Именно этот момент во фронтовой биографии Бондарева весьма загадочен – отчего он, москвич, окончивший десятилетку (по тем временам очень высокий уровень образования), выпускается из 2-го Бердичевского пехотного училища, эвакуированного в Актюбинск, и отправляется на фронт под Сталинград не офицером, а сержантом? Возможно, дело тут в именно в «Сталинграде», то есть в ускоренном курсе обучения, вызванном критическим положением на фронтах? Но, судя по всему, Бондарев был призван в училище сразу по окончании школы, не позднее июня 1942 года, на фронт отправлен в октябре, а в тот тяжелейший год 4-месячный курс мог считаться ускоренным, но едва ли становился основанием лишать курсантов офицерских званий, а подразделений – командного состава; решение, абсурдное во многих отношениях.

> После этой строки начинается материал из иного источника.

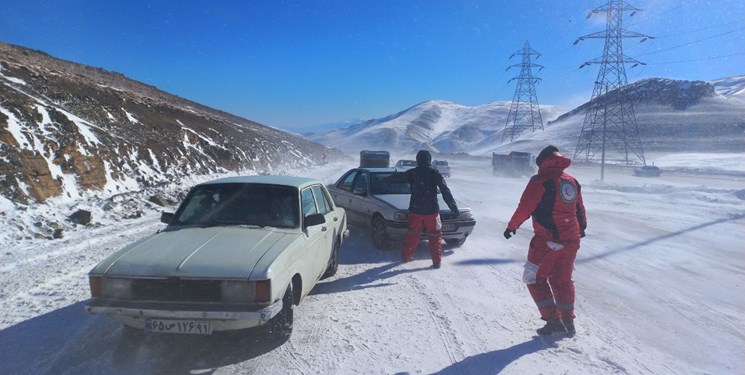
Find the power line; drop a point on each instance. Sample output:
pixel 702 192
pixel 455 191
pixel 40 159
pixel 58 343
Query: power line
pixel 610 122
pixel 693 42
pixel 525 113
pixel 702 59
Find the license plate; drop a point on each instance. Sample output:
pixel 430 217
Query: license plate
pixel 191 327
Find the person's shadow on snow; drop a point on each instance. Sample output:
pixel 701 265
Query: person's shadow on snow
pixel 496 361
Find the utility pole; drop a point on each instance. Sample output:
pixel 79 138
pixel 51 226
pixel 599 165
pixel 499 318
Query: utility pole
pixel 610 122
pixel 524 111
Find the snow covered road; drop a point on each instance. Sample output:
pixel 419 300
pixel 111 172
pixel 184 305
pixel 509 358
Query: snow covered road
pixel 659 277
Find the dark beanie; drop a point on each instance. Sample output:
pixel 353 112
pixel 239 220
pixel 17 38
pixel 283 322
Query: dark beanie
pixel 423 157
pixel 544 154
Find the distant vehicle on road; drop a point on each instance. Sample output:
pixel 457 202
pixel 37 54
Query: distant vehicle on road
pixel 383 207
pixel 515 164
pixel 647 171
pixel 404 165
pixel 239 252
pixel 442 166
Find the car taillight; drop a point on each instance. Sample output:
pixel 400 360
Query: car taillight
pixel 263 289
pixel 95 283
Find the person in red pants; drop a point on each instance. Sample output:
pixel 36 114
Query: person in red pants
pixel 554 200
pixel 424 211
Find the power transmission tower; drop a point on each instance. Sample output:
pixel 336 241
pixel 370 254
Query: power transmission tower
pixel 524 111
pixel 609 119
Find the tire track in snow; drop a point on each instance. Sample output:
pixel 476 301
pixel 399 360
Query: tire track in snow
pixel 444 326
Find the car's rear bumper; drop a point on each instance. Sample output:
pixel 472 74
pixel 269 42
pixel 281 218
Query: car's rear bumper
pixel 456 229
pixel 136 313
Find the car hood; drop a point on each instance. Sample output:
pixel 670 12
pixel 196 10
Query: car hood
pixel 401 201
pixel 215 252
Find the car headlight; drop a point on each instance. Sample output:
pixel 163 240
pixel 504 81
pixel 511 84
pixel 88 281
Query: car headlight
pixel 119 288
pixel 467 215
pixel 401 216
pixel 245 291
pixel 238 291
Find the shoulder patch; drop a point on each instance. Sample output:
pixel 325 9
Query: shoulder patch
pixel 568 191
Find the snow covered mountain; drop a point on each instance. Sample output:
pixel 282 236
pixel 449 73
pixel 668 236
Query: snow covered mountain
pixel 67 129
pixel 672 115
pixel 436 125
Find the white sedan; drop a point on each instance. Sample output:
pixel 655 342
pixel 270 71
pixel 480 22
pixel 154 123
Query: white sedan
pixel 239 252
pixel 373 203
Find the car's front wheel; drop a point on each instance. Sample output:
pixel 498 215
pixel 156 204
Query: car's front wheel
pixel 280 327
pixel 455 241
pixel 381 238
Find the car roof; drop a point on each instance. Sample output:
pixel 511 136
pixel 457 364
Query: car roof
pixel 374 170
pixel 293 181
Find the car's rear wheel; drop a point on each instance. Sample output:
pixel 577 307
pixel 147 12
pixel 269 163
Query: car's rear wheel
pixel 280 327
pixel 381 238
pixel 333 262
pixel 455 241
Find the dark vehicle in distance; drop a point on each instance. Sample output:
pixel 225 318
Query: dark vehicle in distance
pixel 514 164
pixel 404 165
pixel 647 171
pixel 442 166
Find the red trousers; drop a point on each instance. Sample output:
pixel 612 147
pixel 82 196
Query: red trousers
pixel 429 224
pixel 553 288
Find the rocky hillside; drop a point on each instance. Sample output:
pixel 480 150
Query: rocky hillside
pixel 67 129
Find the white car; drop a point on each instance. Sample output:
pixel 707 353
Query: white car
pixel 239 252
pixel 373 203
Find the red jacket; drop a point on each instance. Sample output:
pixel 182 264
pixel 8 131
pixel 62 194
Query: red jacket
pixel 554 200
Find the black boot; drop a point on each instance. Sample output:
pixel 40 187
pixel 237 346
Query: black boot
pixel 552 326
pixel 569 325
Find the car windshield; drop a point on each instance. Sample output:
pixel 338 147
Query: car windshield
pixel 240 204
pixel 379 186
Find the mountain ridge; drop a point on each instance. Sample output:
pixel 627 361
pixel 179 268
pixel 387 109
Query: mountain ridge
pixel 712 112
pixel 68 128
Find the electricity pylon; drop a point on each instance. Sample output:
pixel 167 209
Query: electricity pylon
pixel 524 111
pixel 609 119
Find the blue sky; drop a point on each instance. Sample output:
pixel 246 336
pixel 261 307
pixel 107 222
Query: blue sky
pixel 299 64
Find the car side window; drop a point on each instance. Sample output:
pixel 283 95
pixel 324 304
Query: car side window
pixel 308 202
pixel 361 181
pixel 323 205
pixel 346 184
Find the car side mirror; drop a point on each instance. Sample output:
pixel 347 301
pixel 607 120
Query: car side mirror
pixel 166 217
pixel 315 219
pixel 360 191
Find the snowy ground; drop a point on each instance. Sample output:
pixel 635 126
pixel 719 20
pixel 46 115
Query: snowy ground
pixel 660 283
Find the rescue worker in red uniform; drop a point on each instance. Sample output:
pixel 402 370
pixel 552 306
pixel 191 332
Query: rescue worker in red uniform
pixel 424 211
pixel 554 200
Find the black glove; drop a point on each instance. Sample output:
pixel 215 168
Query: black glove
pixel 507 232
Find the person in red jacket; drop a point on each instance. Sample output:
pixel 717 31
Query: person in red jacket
pixel 554 200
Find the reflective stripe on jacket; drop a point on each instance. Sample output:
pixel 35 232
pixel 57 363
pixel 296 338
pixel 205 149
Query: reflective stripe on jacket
pixel 554 200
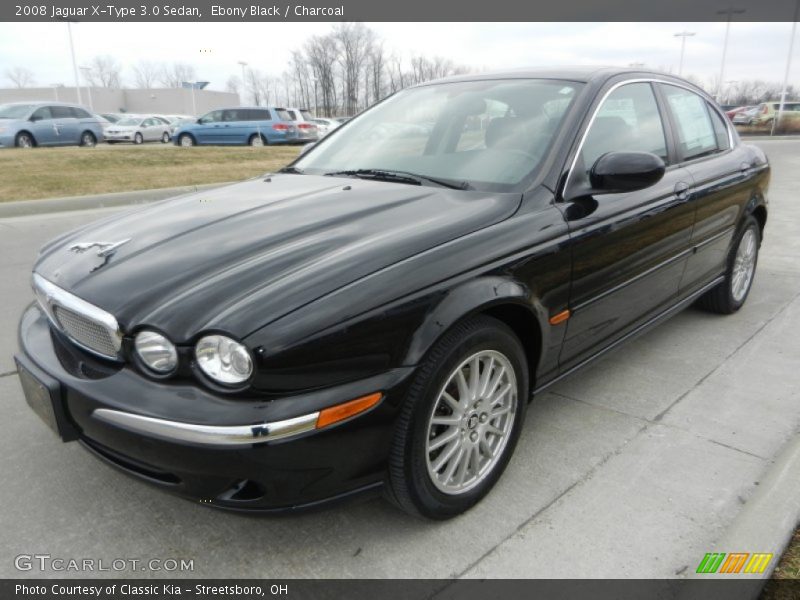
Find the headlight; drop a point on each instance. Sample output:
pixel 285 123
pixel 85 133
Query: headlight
pixel 156 351
pixel 223 359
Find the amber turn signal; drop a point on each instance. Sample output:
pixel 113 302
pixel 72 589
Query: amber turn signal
pixel 560 317
pixel 340 412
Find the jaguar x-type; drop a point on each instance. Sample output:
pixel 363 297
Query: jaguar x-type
pixel 377 315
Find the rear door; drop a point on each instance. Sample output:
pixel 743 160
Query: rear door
pixel 721 172
pixel 208 130
pixel 629 250
pixel 43 127
pixel 66 125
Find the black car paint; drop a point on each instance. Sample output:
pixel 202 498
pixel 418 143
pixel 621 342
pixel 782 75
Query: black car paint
pixel 347 289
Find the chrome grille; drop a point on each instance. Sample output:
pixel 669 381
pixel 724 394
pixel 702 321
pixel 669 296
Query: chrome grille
pixel 86 332
pixel 87 325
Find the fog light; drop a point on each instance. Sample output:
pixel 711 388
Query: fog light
pixel 156 351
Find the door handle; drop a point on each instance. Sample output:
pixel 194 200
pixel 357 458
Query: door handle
pixel 682 190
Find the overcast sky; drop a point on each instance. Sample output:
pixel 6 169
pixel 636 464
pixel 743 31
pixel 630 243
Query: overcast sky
pixel 756 50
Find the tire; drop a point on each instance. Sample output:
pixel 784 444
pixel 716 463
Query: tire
pixel 419 482
pixel 88 140
pixel 24 140
pixel 730 295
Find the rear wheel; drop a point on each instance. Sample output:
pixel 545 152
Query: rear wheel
pixel 88 140
pixel 730 295
pixel 24 140
pixel 461 420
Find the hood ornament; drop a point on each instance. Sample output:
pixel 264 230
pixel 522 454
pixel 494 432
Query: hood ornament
pixel 104 249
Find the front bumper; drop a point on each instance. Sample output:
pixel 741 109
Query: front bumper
pixel 199 447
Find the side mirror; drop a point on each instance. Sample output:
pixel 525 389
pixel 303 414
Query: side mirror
pixel 618 172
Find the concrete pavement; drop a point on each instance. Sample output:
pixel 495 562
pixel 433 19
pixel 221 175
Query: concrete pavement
pixel 634 467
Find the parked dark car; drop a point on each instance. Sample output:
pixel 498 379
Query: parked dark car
pixel 377 315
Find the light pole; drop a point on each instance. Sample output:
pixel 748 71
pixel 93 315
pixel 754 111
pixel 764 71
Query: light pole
pixel 74 63
pixel 788 66
pixel 683 35
pixel 86 71
pixel 729 12
pixel 243 64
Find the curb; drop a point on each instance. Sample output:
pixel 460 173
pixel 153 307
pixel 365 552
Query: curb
pixel 48 205
pixel 769 518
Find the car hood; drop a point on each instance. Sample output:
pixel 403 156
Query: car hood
pixel 238 257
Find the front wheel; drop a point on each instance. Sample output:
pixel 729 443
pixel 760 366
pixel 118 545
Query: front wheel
pixel 24 140
pixel 88 140
pixel 461 420
pixel 730 295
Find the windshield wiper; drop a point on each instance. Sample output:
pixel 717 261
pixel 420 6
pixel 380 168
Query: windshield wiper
pixel 399 177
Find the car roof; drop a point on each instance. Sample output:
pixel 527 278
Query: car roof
pixel 582 74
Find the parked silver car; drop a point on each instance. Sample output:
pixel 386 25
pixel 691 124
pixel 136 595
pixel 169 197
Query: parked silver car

Видимо, случай Бондарева – сугубо частный.
И тут нам, как всегда, приходит на помощь литература – роман «Горячий снег», чей хронотоп посвящён тому самому знаковому эпизоду Сталинградской битвы, где Юрий Васильевич получил первое боевое крещение, ранение, обморожение и медаль «За оборону Сталинграда». Уже на первых страницах появляется яркая фигура старшего сержанта Уханова, командира орудия во взводе лейтенанта Кузнецова.
« – Не понимаю, Уханов, почему тебе не присвоили звания? – сказал несколько задетый его насмешливым тоном Кузнецов. – Может, объяснишь?
Со старшим сержантом Ухановым он вместе заканчивал военное артиллерийское училище (в Актюбинске. – А. К.), но в силу непонятных причин Уханова не допустили к экзаменам, и он прибыл в полк в звании старшего сержанта, зачислен был в первый взвод командиром орудия, что чрезвычайно стесняло Кузнецова».
В дальнейшем Уханов с усмешечкой рассказывает свою историю – и в ней и впрямь больше смешного, чем криминального: банальная самоволка, из которой вернулся через окошко казарменного сортира в училище, да и увидел начальника оного в непотребном и юмористическом виде. Однако по мере развертывания романа этот «скверный анекдот» становится как бы излишним – Уханов проявляет себя как мощный боевой работяга (его орудие – единственное уцелевшее во взводе Кузнецова и батарее Дроздовского) – на фоне главного в настоящем суета и заусеницы прошлого стираются дочиста. Приём, распространённый в военных вещах Юрия Бондарева, в нем много от христианского мироощущения: когда война становится аналогом крещения во избавление от прежних грехов.